When asked why he’s drawn to the polar regions and not, say, swamps or forests, Ginzburg’s first answer comes from the gut: “The ice just has some fascination for me.”
But squinting across the snow, which glitters like glass dust, he finds more to say: “Also, I really like that mankind discovered the poles recently. It was the limit of what was possible for a long time. That undiscovered aspect gives me goosebumps.”
From science to pictures to polar cruises
Ginzburg slows for a moment to click his radio, saying something to the crew back on Plancius. Meanwhile, the guides are telling the passengers all about a scatter of whale bones farther up the beach.
Plancius, the polar vessel that’s carrying our group through the Arctic, is anchored in the bay behind us, beyond the fleet of parked Zodiacs that shuttled us to shore. Its crew has been watching the progress of our hike this whole time, in part as an extra level of precaution against polar bears.
Though only in his late twenties, Ginzburg is accustomed to this level of responsibility.
He started out doing field research and scientific expeditions, deciding this was the most interesting way to work in the polar regions. Afterward, he switched to being a full-time photojournalist specializing in, not surprisingly, expeditions.

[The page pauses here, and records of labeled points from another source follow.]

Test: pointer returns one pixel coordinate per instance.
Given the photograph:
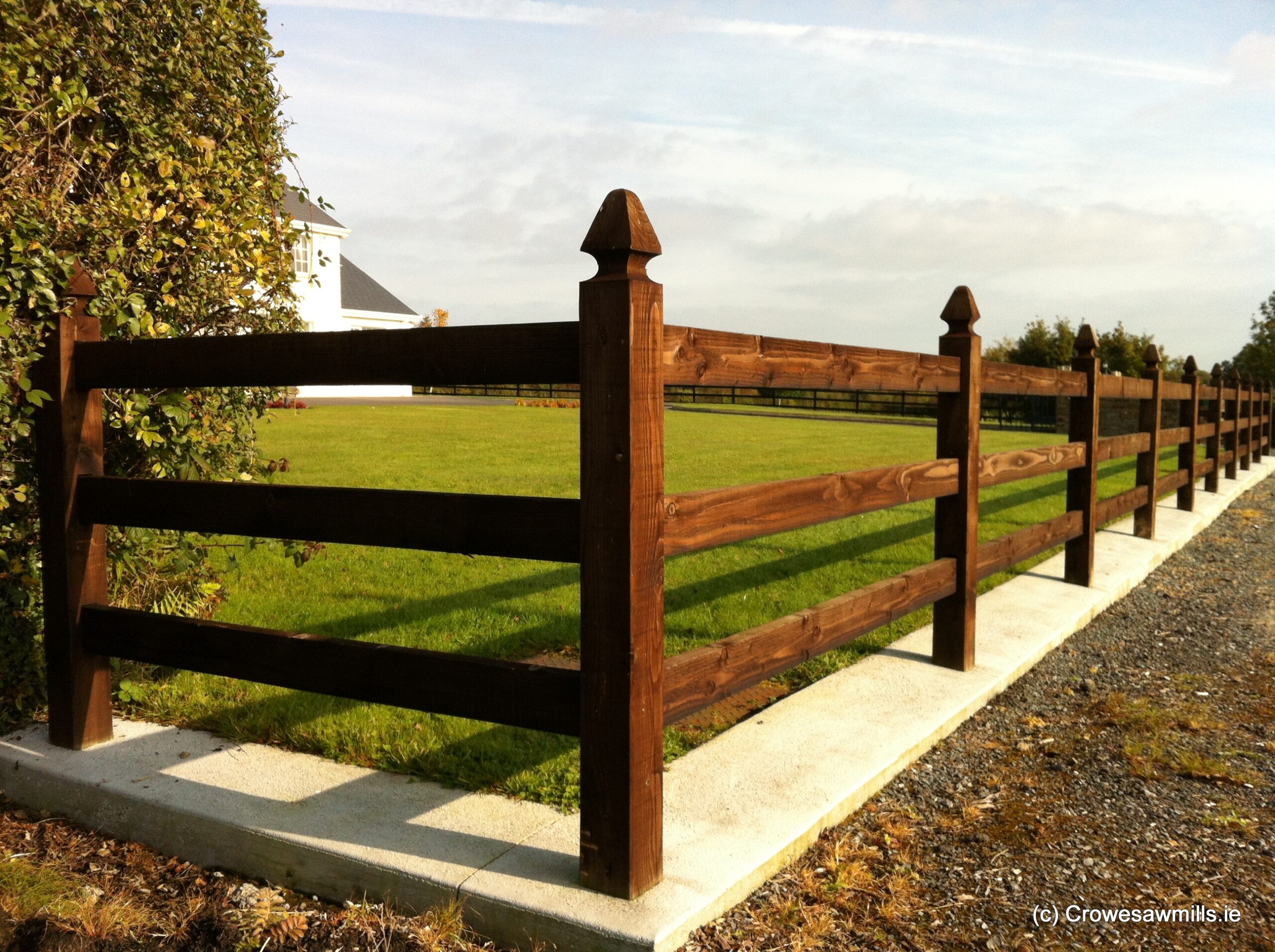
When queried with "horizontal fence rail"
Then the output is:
(515, 527)
(1124, 388)
(725, 358)
(504, 693)
(1032, 381)
(998, 468)
(703, 676)
(700, 520)
(498, 354)
(1004, 554)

So it was no great leap when he began his position as a guide for Antarctic and Arctic voyages, eventually working his way to the rank of expedition leader.

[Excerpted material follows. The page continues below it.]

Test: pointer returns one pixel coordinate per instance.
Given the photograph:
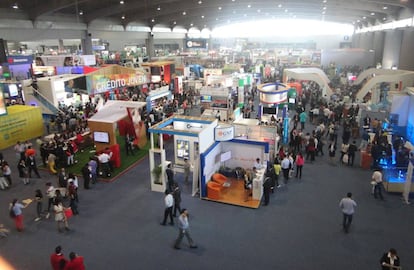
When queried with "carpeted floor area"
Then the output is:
(118, 226)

“I just like to explore new things,” he says, lowering his radio and rejoining the hike. “I don’t miss internet and cell reception, but sometimes I wish I could have my family out here experiencing these amazing moments with me.”

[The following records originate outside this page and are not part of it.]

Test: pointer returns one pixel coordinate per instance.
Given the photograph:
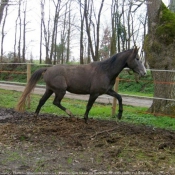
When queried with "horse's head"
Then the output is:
(135, 64)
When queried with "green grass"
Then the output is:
(135, 115)
(127, 83)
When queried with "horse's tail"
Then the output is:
(29, 87)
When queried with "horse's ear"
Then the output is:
(136, 49)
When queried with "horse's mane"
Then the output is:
(108, 63)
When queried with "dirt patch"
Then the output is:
(60, 145)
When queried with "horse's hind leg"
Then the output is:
(57, 101)
(119, 98)
(44, 98)
(91, 101)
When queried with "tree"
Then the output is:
(159, 47)
(3, 4)
(95, 26)
(172, 5)
(105, 44)
(3, 34)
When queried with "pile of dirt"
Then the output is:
(61, 145)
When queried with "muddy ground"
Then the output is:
(60, 145)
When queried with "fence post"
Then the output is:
(28, 77)
(114, 99)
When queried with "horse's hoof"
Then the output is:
(119, 116)
(85, 120)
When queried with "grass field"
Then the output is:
(136, 115)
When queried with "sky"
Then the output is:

Instilling awe of the Arctic and Antarctica
We hike for about an hour longer, taking in sights that seem to have dropped out of another world – or an earlier version of this one.
Then Ginzburg announces it’s time to head back. Plancius, now miniature in the far-off bay, sits dwarfed by the immensity of its surroundings, resembling more a bath toy bobbing in a pond than an ice-strengthened polar vessel.
Ginzburg turns toward it, and the guides fall into position. The passengers follow us, scrolling through their cell phones and cameras, comparing digital treasures they’ve captured during the hike.
“We once had a full charter with an education program,” Ginzburg recalls. “Mostly kids and teachers. It can be hard to fascinate kids after two weeks of polar exploration, history, and geology.”
“But there was this one boy, David, who came to me when all the other kids were playing around, not really cherishing where they were. He told me how beautiful the tundra was to him, how much he loved seeing all the animals in it. One time he spotted an Arctic fox and was so excited he dropped his camera. He just screamed, ‘Fox!’ and slapped his hands to his head, almost forgetting to take a picture.”
Ginzburg laughs to remember it. “If I can make even one percent of the people I travel with feel that way about the polar regions, I’m happy in my work.”
Continuing back to the ship with him, we’re confident that in his one percent lies the ninety we’ve been looking for.